More whoops erupted and the fiddle returned to race with the guitar.

“They pay good money to hear this clown tell ’em something like that!” Kilmartin’s mockery stopped abruptly.

“Christ,” he said, too softly for Minogue to hear, but the Inspector turned his head in the direction Kilmartin was looking. John Tynan, Commissioner of Gardai, raised a glass of amber-coloured liquid in wry salute. Kathleen had noticed too. She leaned into her husband.

“Are you in trouble? Are we in trouble, I mean?”

Minogue shrugged. He picked up his drink and headed into the crowd. Kilmartin followed. Blocked for several moments by two women executing an impromptu two-step to the repeated chorus, Minogue turned to his colleague.

“How come he’s here?”

“Well, he phoned earlier in the day. Asked if you were around or if I’d be in touch with you. I happened to mention that you-well, Kathleen, I mean-had invited us up to this madhouse for a jar. Social, like.”

Minogue probed for sincerity in Kilmartin’s eyes before making his way toward the Garda Commissioner.

Tynan stepped out the front door of the pub and into the yard. Minogue and Kilmartin ambled with him toward the wall that flanked the Barnacullia road below.

“Lovely,” said Tynan.

“Before your man inside started his shouting and screeching,” said Kilmartin.

“The view, I was thinking,” said Tynan.

The Commissioner leaned his elbows on the wall and looked out to the lights mapping the coastline of Dublin. North of the city, a plane’s winking lights floated down to meet the waiting airport lights. Behind them came the muffled rumble of the pub. The door opened and blew music out into the night, stealing it back as it slammed shut.

“A lot of our tax-free artists, musicians and the like, live up around here,” Tynan observed.

Minogue guessed that Tynan had attended parties in such houses.

“Social Welfare,” Minogue murmured. “Sort of grows on you.”

A trill sounded from somewhere on Tynan’s upper body.

“Excuse me,” he said, and he pulled out a telephone from inside his coat. He fingered a switch and turned away. Kilmartin elbowed Minogue and winked. Minogue felt like punching his colleague hard in the shoulder.

“Give me a half an hour, then,” Tynan said. The door of the pub opened again.

… a desperate town,

…and I’m a…

Tynan dropped the phone down the inside of his coat.

“Apparently I’m late for something. So says Rachel.”

Why come up here then, Minogue thought. Tynan’s clairvoyance startled the Inspector.

“I heard you’d be doing some of your recuperating up here tonight,” he said. “So I decided to drop by.”

Kilmartin took a drink from his glass, shuffled and looked out over the lights.

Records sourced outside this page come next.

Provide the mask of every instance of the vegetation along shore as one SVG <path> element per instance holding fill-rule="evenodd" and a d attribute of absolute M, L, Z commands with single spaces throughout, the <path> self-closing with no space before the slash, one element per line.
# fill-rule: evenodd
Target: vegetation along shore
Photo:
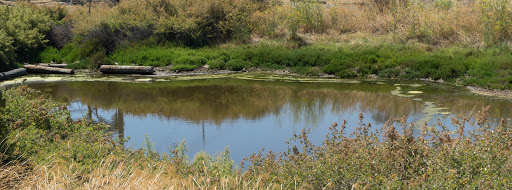
<path fill-rule="evenodd" d="M 512 89 L 510 0 L 38 2 L 0 0 L 0 72 L 118 64 Z M 73 120 L 65 104 L 22 84 L 0 91 L 0 188 L 510 189 L 512 124 L 489 122 L 488 109 L 452 119 L 454 130 L 406 118 L 374 127 L 360 114 L 333 123 L 321 144 L 304 129 L 287 151 L 238 165 L 229 149 L 189 158 L 184 144 L 162 154 L 149 139 L 126 149 L 105 124 Z"/>
<path fill-rule="evenodd" d="M 65 62 L 179 72 L 207 65 L 511 88 L 508 1 L 336 2 L 11 3 L 0 10 L 0 69 Z"/>

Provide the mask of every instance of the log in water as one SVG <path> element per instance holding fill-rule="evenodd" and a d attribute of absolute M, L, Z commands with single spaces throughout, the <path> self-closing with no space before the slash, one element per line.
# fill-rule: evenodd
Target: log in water
<path fill-rule="evenodd" d="M 25 65 L 29 73 L 42 73 L 42 74 L 75 74 L 73 69 L 62 69 L 56 67 L 44 67 L 38 65 Z"/>
<path fill-rule="evenodd" d="M 68 64 L 56 64 L 56 63 L 39 63 L 38 66 L 43 67 L 57 67 L 57 68 L 66 68 Z"/>
<path fill-rule="evenodd" d="M 18 77 L 18 76 L 23 76 L 23 75 L 26 75 L 26 74 L 27 74 L 27 70 L 24 69 L 24 68 L 13 69 L 13 70 L 10 70 L 10 71 L 7 71 L 7 72 L 0 73 L 0 80 L 7 80 L 7 79 L 10 79 L 10 78 L 14 78 L 14 77 Z"/>
<path fill-rule="evenodd" d="M 155 72 L 152 66 L 121 66 L 121 65 L 102 65 L 100 72 L 105 74 L 142 74 L 151 75 Z"/>

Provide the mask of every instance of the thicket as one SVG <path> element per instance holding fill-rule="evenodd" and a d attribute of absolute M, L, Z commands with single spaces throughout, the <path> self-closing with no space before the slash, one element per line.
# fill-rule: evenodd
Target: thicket
<path fill-rule="evenodd" d="M 184 143 L 168 154 L 124 149 L 87 115 L 70 119 L 65 105 L 18 86 L 1 91 L 3 188 L 144 189 L 493 189 L 512 186 L 510 120 L 488 121 L 489 107 L 414 126 L 406 118 L 384 126 L 334 123 L 315 145 L 308 130 L 282 153 L 261 151 L 235 167 L 229 149 L 188 158 Z M 354 127 L 352 134 L 346 128 Z M 13 165 L 12 163 L 18 163 Z"/>
<path fill-rule="evenodd" d="M 48 42 L 51 26 L 63 19 L 60 7 L 38 8 L 28 3 L 0 6 L 0 70 L 15 63 L 37 61 Z"/>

“Well. How is it with you?”

“Everything takes time.”

“You got off to a false start there in the County Hospital in Ennis,” Tynan said.

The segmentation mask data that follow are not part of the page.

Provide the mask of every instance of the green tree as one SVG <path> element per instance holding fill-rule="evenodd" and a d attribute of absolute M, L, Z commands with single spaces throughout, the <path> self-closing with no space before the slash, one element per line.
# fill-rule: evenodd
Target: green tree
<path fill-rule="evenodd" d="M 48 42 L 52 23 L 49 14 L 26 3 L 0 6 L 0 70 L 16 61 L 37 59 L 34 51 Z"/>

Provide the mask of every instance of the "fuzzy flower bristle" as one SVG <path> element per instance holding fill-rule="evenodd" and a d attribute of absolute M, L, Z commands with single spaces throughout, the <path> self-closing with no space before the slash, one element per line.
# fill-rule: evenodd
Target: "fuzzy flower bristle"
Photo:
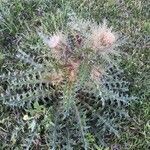
<path fill-rule="evenodd" d="M 62 45 L 66 44 L 66 37 L 61 32 L 57 32 L 53 34 L 51 37 L 48 37 L 41 32 L 38 32 L 38 34 L 43 40 L 43 42 L 52 49 L 54 48 L 59 49 L 60 47 L 62 47 Z"/>
<path fill-rule="evenodd" d="M 102 44 L 105 46 L 112 45 L 116 41 L 115 35 L 111 31 L 102 33 Z"/>
<path fill-rule="evenodd" d="M 103 48 L 111 47 L 116 39 L 116 35 L 112 32 L 111 28 L 107 27 L 106 22 L 104 22 L 102 26 L 96 25 L 92 27 L 89 43 L 93 50 L 103 51 Z"/>
<path fill-rule="evenodd" d="M 47 37 L 41 33 L 39 35 L 43 39 L 43 42 L 51 49 L 52 56 L 60 61 L 66 52 L 66 36 L 61 32 L 57 32 L 51 37 Z"/>
<path fill-rule="evenodd" d="M 50 48 L 60 48 L 62 44 L 65 44 L 65 37 L 62 33 L 54 34 L 50 37 L 47 44 Z"/>

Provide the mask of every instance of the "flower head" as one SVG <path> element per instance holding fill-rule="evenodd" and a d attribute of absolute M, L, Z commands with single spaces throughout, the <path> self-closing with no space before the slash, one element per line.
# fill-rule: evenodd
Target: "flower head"
<path fill-rule="evenodd" d="M 61 43 L 61 37 L 59 35 L 54 35 L 50 38 L 48 45 L 50 48 L 56 48 Z"/>
<path fill-rule="evenodd" d="M 67 50 L 66 36 L 61 32 L 57 32 L 53 34 L 51 37 L 47 37 L 42 33 L 39 33 L 39 35 L 43 39 L 43 42 L 51 48 L 50 51 L 52 56 L 56 60 L 60 61 Z"/>
<path fill-rule="evenodd" d="M 57 32 L 51 37 L 44 35 L 42 32 L 38 32 L 38 34 L 43 42 L 50 48 L 60 48 L 62 45 L 66 44 L 66 37 L 61 32 Z"/>
<path fill-rule="evenodd" d="M 93 50 L 102 51 L 105 47 L 112 46 L 116 41 L 116 35 L 108 28 L 106 22 L 101 26 L 94 26 L 91 29 L 89 43 Z"/>
<path fill-rule="evenodd" d="M 54 34 L 47 41 L 47 44 L 50 48 L 59 48 L 62 44 L 65 44 L 65 37 L 62 33 Z"/>
<path fill-rule="evenodd" d="M 116 41 L 115 35 L 109 30 L 101 33 L 101 36 L 101 42 L 104 46 L 112 45 Z"/>

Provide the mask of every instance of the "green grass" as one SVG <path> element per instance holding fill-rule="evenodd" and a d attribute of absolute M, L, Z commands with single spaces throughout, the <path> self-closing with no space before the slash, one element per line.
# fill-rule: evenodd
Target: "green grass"
<path fill-rule="evenodd" d="M 14 60 L 13 56 L 16 55 L 18 45 L 31 54 L 35 53 L 35 49 L 40 50 L 36 34 L 39 26 L 45 33 L 65 28 L 67 14 L 72 10 L 79 17 L 93 19 L 96 22 L 106 18 L 109 25 L 127 37 L 126 44 L 121 47 L 122 51 L 127 53 L 121 65 L 131 83 L 130 94 L 137 97 L 137 101 L 128 108 L 130 121 L 122 122 L 120 138 L 108 138 L 108 146 L 110 149 L 113 145 L 119 145 L 123 150 L 148 150 L 150 147 L 148 4 L 148 0 L 123 0 L 120 3 L 113 0 L 0 0 L 0 73 L 28 67 L 21 61 Z M 2 91 L 0 85 L 0 93 Z M 40 111 L 38 110 L 38 113 L 42 113 Z M 5 139 L 9 127 L 15 126 L 19 130 L 18 125 L 13 124 L 14 113 L 18 112 L 0 105 L 2 141 L 0 147 L 5 149 L 11 149 L 11 146 L 17 144 L 15 141 L 17 133 L 14 133 L 10 142 Z M 22 116 L 23 112 L 21 113 Z M 89 135 L 89 138 L 93 142 L 93 149 L 98 149 L 92 136 Z"/>

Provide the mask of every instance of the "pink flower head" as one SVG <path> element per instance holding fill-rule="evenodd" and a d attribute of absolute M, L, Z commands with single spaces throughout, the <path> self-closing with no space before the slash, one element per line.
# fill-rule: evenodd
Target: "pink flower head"
<path fill-rule="evenodd" d="M 60 60 L 66 51 L 66 36 L 61 32 L 57 32 L 49 38 L 41 32 L 38 34 L 43 39 L 43 42 L 51 48 L 52 56 Z"/>
<path fill-rule="evenodd" d="M 111 31 L 105 31 L 101 36 L 101 42 L 104 46 L 112 45 L 116 41 L 116 37 Z"/>
<path fill-rule="evenodd" d="M 95 25 L 91 29 L 90 43 L 93 50 L 103 50 L 104 47 L 112 46 L 116 41 L 116 35 L 108 28 L 106 22 L 101 26 Z"/>
<path fill-rule="evenodd" d="M 38 32 L 38 34 L 43 39 L 43 42 L 50 48 L 60 48 L 66 43 L 66 38 L 61 32 L 52 35 L 50 38 L 48 38 L 48 36 L 44 35 L 42 32 Z"/>
<path fill-rule="evenodd" d="M 50 37 L 47 44 L 50 48 L 58 48 L 63 43 L 63 41 L 64 41 L 63 35 L 60 33 Z"/>

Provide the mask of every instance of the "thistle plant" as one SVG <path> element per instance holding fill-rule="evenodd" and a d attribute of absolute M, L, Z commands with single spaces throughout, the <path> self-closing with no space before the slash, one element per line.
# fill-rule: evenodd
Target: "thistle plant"
<path fill-rule="evenodd" d="M 51 36 L 37 29 L 41 54 L 31 57 L 18 45 L 17 59 L 29 65 L 0 75 L 1 103 L 20 110 L 10 140 L 26 149 L 90 149 L 119 136 L 131 98 L 119 68 L 122 44 L 106 21 L 69 18 Z M 38 43 L 37 43 L 38 44 Z M 22 133 L 25 133 L 22 135 Z"/>

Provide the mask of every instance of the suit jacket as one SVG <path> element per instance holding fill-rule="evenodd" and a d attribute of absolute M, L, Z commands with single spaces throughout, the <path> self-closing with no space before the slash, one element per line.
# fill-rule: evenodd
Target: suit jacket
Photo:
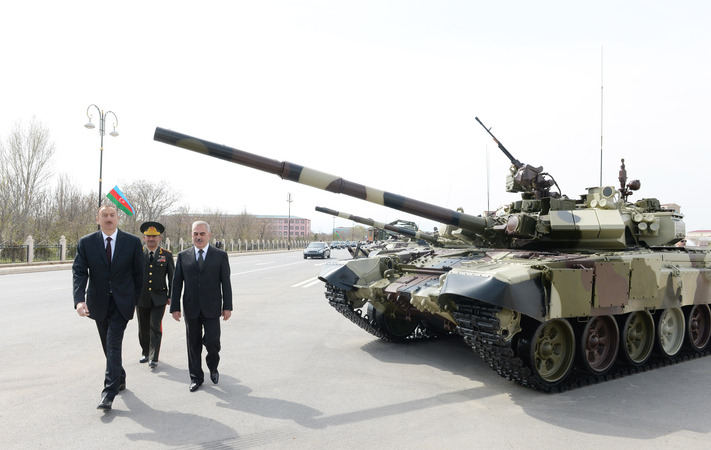
<path fill-rule="evenodd" d="M 137 306 L 141 308 L 164 306 L 170 298 L 170 285 L 173 282 L 173 272 L 175 272 L 173 254 L 158 247 L 153 252 L 153 263 L 151 263 L 150 251 L 144 247 L 143 270 L 143 291 Z"/>
<path fill-rule="evenodd" d="M 180 295 L 183 293 L 183 315 L 197 319 L 202 312 L 208 319 L 222 315 L 222 310 L 232 311 L 232 284 L 230 262 L 227 252 L 210 246 L 202 270 L 198 270 L 195 248 L 190 247 L 178 254 L 173 275 L 173 294 L 170 312 L 180 311 Z"/>
<path fill-rule="evenodd" d="M 101 231 L 79 239 L 72 272 L 74 308 L 86 302 L 89 317 L 103 320 L 109 310 L 109 294 L 126 320 L 133 318 L 136 301 L 143 288 L 143 253 L 141 240 L 118 230 L 111 258 L 111 269 Z M 87 288 L 88 282 L 88 288 Z M 86 297 L 86 298 L 85 298 Z"/>

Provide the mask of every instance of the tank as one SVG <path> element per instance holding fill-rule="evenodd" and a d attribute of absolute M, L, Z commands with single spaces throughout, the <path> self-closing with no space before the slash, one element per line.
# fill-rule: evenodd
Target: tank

Minogue had been waiting for Kilmartin’s gibe about his mad rush to get out of County Clare but it had yet to be uttered.

“I didn’t realise the shape I was really in,” Minogue said. “It was almost like a dream, I remember thinking.”

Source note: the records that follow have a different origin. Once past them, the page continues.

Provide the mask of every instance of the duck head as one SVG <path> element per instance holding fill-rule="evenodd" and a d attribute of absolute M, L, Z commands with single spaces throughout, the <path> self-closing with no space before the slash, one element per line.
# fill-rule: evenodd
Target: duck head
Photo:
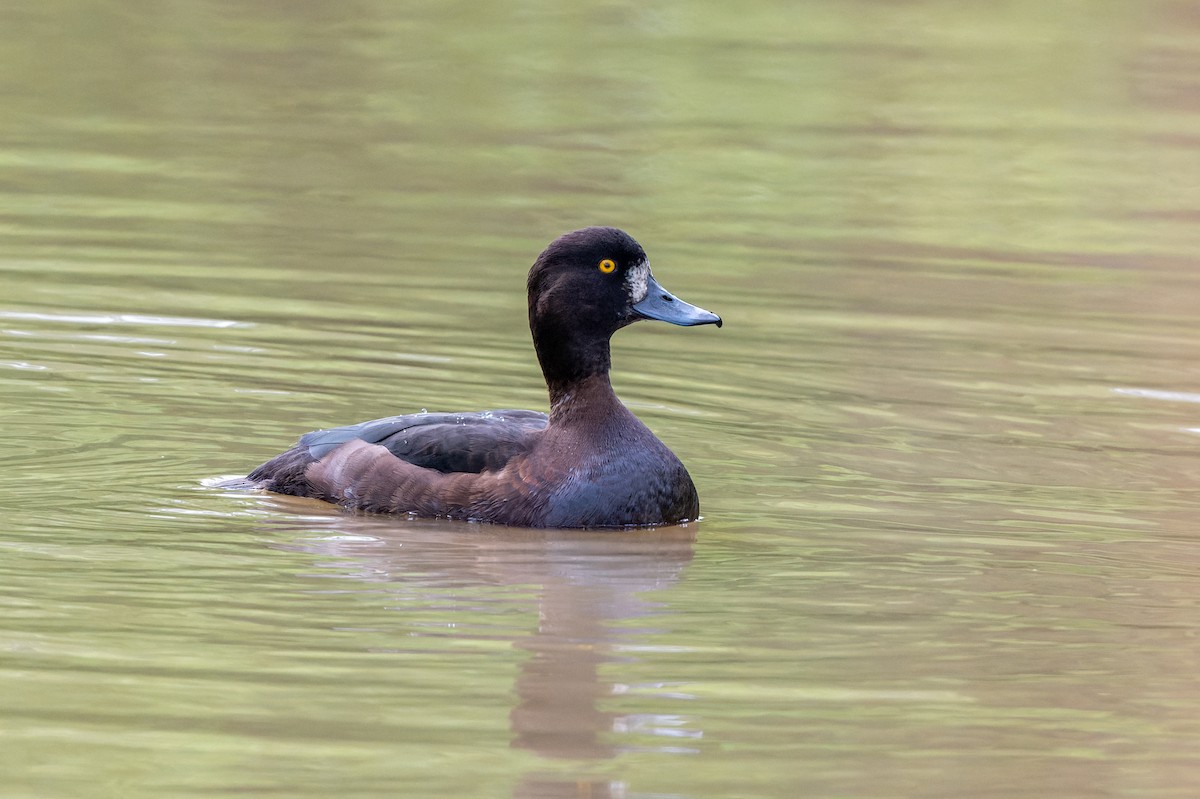
<path fill-rule="evenodd" d="M 642 246 L 612 227 L 559 236 L 529 270 L 528 288 L 529 327 L 552 387 L 607 372 L 609 339 L 638 320 L 721 326 L 659 285 Z"/>

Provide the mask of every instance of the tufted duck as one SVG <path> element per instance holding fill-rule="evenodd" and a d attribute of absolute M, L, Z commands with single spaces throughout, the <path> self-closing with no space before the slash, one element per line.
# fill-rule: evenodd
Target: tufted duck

“A bad business,” said Tynan. “But you did right.”

Minogue wanted to contest this. He had already detected in Tynan’s gaze that the Commissioner knew something about him from talking to others. Minogue had spoken but once to the Commissioner, when Tynan had phoned him at home.

“Well, now. Did Jim pass on the word to you?”

Kilmartin was now swaying slightly from the knees. He did not look away from the lights below.

“No.”

“The Squad stays as is,” said Tynan. “That’s what I decided.”

The Commissioner turned to Kilmartin with an eyebrow up.